В зале все больше и больше народа. Но Томсена все еще нет.
– Как думаете, где он может быть?
– Должно быть, напоследок еще раз засунул ей по-быстрому.
– В его-то состоянии?
– Ну, когда на шее болтается Рыцарский крест, ты должен испытывать неведомые прежде ощущения.
Днем, на церемонии награждения Рыцарским крестом, Томсен стоял перед командующим флотилии неподвижно, как бронзовая статуя. Ему пришлось так собраться, что у него не было ни кровинки в лице. В этом состоянии он вряд ли понимал хоть слово из вдохновляющей речи командующего.
– Если он не заткнется, я сожру его паршивую дворнягу, – пробормотал себе под нос Труманн. – Он везде таскает с собой свою суку. У нас здесь не зоопарк.
– Оловянный солдатик! – добавляет он после того, как командующий удалился, крепко пожав Томсену руку и бросив на него испепеляющий взгляд. И с сарказмом бросает тем, кто стоит вокруг него:
– Замечательные обои! – указывая на фотографии погибших, которыми увешаны три стены, одна маленькая черная рамочка подле другой. – Там, возле двери, есть еще место для нескольких!
Я знаю, чья фотокарточка будет следующей: Бехманн.
Бехманн должен был уже давно вернуться. Наверняка скоро вывесят траурное извещение с тремя звездочками. Его сняли мертвецки пьяного с парижского поезда. Потребовалось четыре человека – отправление экспресса пришлось задержать, пока они не справились с ним. Его можно было вывесить сушиться на бельевой веревке. Вообще никакой. Абсолютно бесцветные глаза. И в такой форме он был за двадцать четыре часа до выхода в море. Каким образом хирург флотилии поставил его на снова на ноги, никому не известно. Должно быть, его обнаружил самолет. Связь с ним была потеряна вскоре после выхода с базы. Невероятно. Томми теперь подходят вплотную к бую Нанни I в проливе.
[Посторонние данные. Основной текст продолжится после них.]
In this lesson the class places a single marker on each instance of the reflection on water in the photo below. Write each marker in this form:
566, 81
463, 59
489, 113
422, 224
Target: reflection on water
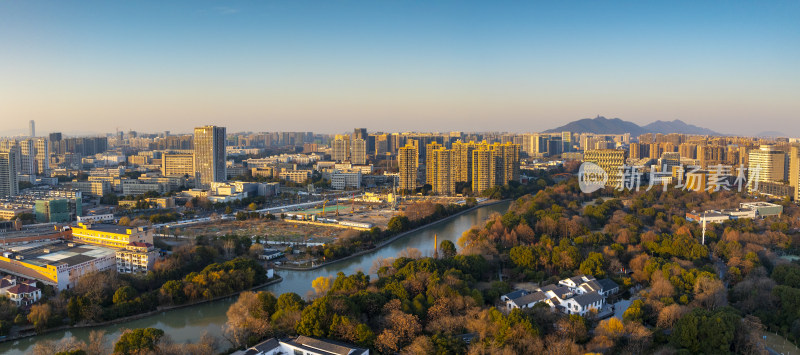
188, 324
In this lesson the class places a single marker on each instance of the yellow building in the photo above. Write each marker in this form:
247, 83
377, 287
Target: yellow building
610, 160
430, 169
794, 171
507, 160
408, 162
59, 264
462, 160
136, 258
442, 171
111, 235
483, 169
177, 165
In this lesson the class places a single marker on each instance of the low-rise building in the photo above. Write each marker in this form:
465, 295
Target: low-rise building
136, 257
302, 345
111, 235
60, 264
576, 295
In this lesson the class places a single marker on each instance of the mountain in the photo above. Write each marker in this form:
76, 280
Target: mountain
770, 134
602, 125
678, 126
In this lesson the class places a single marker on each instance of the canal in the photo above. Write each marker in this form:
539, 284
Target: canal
188, 324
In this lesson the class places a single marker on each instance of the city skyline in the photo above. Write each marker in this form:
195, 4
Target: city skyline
301, 66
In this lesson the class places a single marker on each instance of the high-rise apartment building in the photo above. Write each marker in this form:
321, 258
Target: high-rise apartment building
610, 160
507, 162
358, 151
635, 151
27, 151
341, 148
408, 161
8, 173
430, 174
765, 165
462, 160
209, 155
441, 161
794, 171
42, 147
566, 139
484, 169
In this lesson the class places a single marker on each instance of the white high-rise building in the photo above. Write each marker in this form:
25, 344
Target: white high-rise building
8, 173
358, 152
765, 165
42, 147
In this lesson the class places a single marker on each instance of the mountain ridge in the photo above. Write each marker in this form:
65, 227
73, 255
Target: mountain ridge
602, 125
Мне вспомнился Боуд, офицер из отдела кадров флота, одинокий старик, у которого вошло в привычку напиваться ночами в одиночку в караульной. За один месяц были потеряны тридцать лодок. «Поневоле сопьешься, если будешь поминать каждую из них».
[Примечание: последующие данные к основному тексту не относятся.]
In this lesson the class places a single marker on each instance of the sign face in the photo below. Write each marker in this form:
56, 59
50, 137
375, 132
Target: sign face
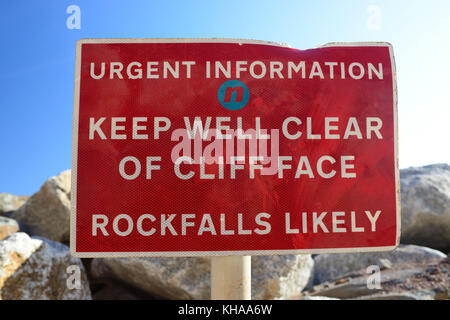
233, 147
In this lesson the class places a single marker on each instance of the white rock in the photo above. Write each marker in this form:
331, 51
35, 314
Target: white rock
36, 269
7, 226
47, 212
189, 278
334, 265
425, 202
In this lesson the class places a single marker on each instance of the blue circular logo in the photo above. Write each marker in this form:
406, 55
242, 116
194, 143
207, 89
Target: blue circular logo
233, 95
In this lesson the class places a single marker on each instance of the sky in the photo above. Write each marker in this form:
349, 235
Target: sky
37, 60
На последний свободный стул за нашим столом плюхнулся грузный, неуклюжий Флешзиг, один из предыдущей команды Старика. Неделю назад он вернулся из Берлина. До сих пор он не вымолвил ни слова о своей поездке. Но сейчас его прорвало:
– Знаете, что эта безмозглая обезьяна, эта гиена в мундире, наш начальник кадров, заявил мне? «Ни один приказ, касающийся флотской формы, не дает командирам права носить белые фуражки!» Я ответил: «Осмелюсь предложить исправить это упущение».
Флешзиг сделал два могучих глотка «Мартеля» из бокала и аккуратно вытер губы тыльной стороной ладони.
Эрлер, молодой лейтенантик, который вернулся из своего первого похода в должности командира, с такой силой распахивает дверь, что она с грохотом ударяется о ступеньку. Из его нагрудного кармана болтается кончик розового лифчика. Вернувшись утром из отпуска, к обеду он уже был в «Маджестике» и красочно делился своими впечатлениями от пережитого. Он уверял, что в его честь устроили факельное шествие в его родном городке. Он мог доказать это вырезками из газет. Вот он стоит на балконе ратуши с правой рукой, поднятой в германском салюте: родной город приветствует немецкого морского героя.
– Ничего, скоро он угомонится, – замечает Старик.
На смену Эрлеру приходят радиокомментатор Кресс, скользкий, пронырливый репортеришка с преувеличенным мнением о собственной значимости, и бывший провинциальный оратор Маркс, который сейчас пишет напыщенные, пропагандистские статьи о стойкости и верности долгу. Они похожи на Лоурела и Харди в морской форме, существо с радио – тощее и долговязое, стойкий Маркс – приземистый и жирный.